WE HATE to be spoilsports, but as members of the news media, we have to oppose hoaxes perpetrated on us and - through us - on the American people.

WE HATE to be spoilsports, but as members of the news media, we have to oppose hoaxes perpetrated on us and - through us - on the American people.

The way most TV news channels were swept up into the "Boy in the Balloon" story last week - even though many producers' BS detectors surely had to be going off - has led to a round of soul-searching about how easily they were fooled. This will last until the next fame-seeker with a bright idea comes along.

In the meantime, we're with Fort Collins, Colo., authorities who are prosecuting Richard and Mayumi Heene for making false statements to police. Unfortunately, there are no child-abuse laws that cover using your kids to lie - and vomit, too - on national television. Maybe, as "reality TV" continues to metastasize, there ought to be.

So we have to have the same contempt for the "Yes Men," a group of professional hoaxers who last week sent out phony news releases in the name of the U.S. Chamber of Commerce - and followed it Monday with a phony news conference at the National Press Club. They pretended that the chamber had reversed its position on climate change (which has been to oppose doing anything at all about it).

An official of the chamber broke up the news conference, but not before some news outlets had been taken in: A Reuters report was picked up by the New York Times and several Web sites.

No doubt there's room for more diligence on the part of the media. But if sending out news releases with fake letterheads and, we presume, fake contacts were to become a trend, it would further the decline of "real" journalism - and that wouldn't do anyone any good.

This isn't the first hoax by the Yes Men. In fact, there's a new documentary, "The Yes Men Fix the World," available on HBO, that details their past anti-corporate stunts, and which, frankly, could be seen as their own conflict of interest, undermining their own credibility a bit.

But here's the thing: What the fake chamber spokesman told the assembled reporters on Monday was the simple truth:

"Ecologists tell us that if we don't enact dramatic reductions in carbon emissions today, within five years we could begin facing the propagating feedback loops of runaway climate change, which would mean a destruction of food and water supplies worldwide, with the result of mass migrations, famine and death on a scale never before imagined," he said.

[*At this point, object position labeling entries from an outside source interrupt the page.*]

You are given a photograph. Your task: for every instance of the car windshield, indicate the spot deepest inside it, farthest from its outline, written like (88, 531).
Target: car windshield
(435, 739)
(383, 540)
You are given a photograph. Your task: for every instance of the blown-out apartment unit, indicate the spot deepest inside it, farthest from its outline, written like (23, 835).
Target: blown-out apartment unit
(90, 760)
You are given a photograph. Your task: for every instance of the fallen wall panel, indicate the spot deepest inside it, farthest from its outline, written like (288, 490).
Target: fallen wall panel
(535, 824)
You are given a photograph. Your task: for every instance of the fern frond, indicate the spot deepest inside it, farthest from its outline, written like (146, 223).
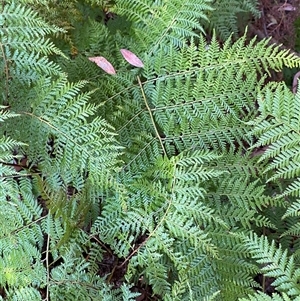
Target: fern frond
(259, 296)
(276, 263)
(168, 23)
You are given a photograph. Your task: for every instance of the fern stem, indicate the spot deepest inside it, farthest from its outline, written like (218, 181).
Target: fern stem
(152, 118)
(47, 266)
(6, 71)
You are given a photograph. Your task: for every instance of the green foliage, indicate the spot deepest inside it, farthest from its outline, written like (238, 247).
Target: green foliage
(149, 180)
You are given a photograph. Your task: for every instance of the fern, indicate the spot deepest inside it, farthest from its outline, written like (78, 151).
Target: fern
(154, 170)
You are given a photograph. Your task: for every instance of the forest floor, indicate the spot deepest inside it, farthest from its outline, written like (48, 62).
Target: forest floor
(279, 21)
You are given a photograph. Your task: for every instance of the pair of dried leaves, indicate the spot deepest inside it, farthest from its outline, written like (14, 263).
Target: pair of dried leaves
(106, 66)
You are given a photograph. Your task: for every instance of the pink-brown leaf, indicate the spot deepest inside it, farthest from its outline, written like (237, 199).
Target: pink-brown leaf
(131, 58)
(104, 64)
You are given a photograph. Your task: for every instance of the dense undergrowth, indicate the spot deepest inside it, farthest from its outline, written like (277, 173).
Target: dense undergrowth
(174, 176)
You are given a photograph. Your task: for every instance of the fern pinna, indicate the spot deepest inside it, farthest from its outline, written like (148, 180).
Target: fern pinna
(154, 167)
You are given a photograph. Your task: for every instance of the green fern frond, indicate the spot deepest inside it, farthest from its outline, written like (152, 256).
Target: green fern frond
(167, 23)
(259, 296)
(225, 18)
(276, 263)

"Needless to say, that would be bad for business. We at the chamber have until now tried to keep climate science from interfering with business. But without a stable climate, there will be no business. We need business more than we need relentlessly higher returns."

The chamber is funding an expensive lobbying campaign against congressional action on climate change and, yes, health-care reform, too. It has spent $34.6 million just this quarter. In apparent response, several high-profile companies that have interest in clean energy have quit the organization: Exelon, PNM Resources, PG&E, Apple and, just Tuesday, Mohawk Fine Paper.

The chamber would better serve its members and the nation if it had gone along with the hoax and adopted the "fake" position. Instead, by taking a hard right off Main Street, it is shooting itself in its very expensive footware.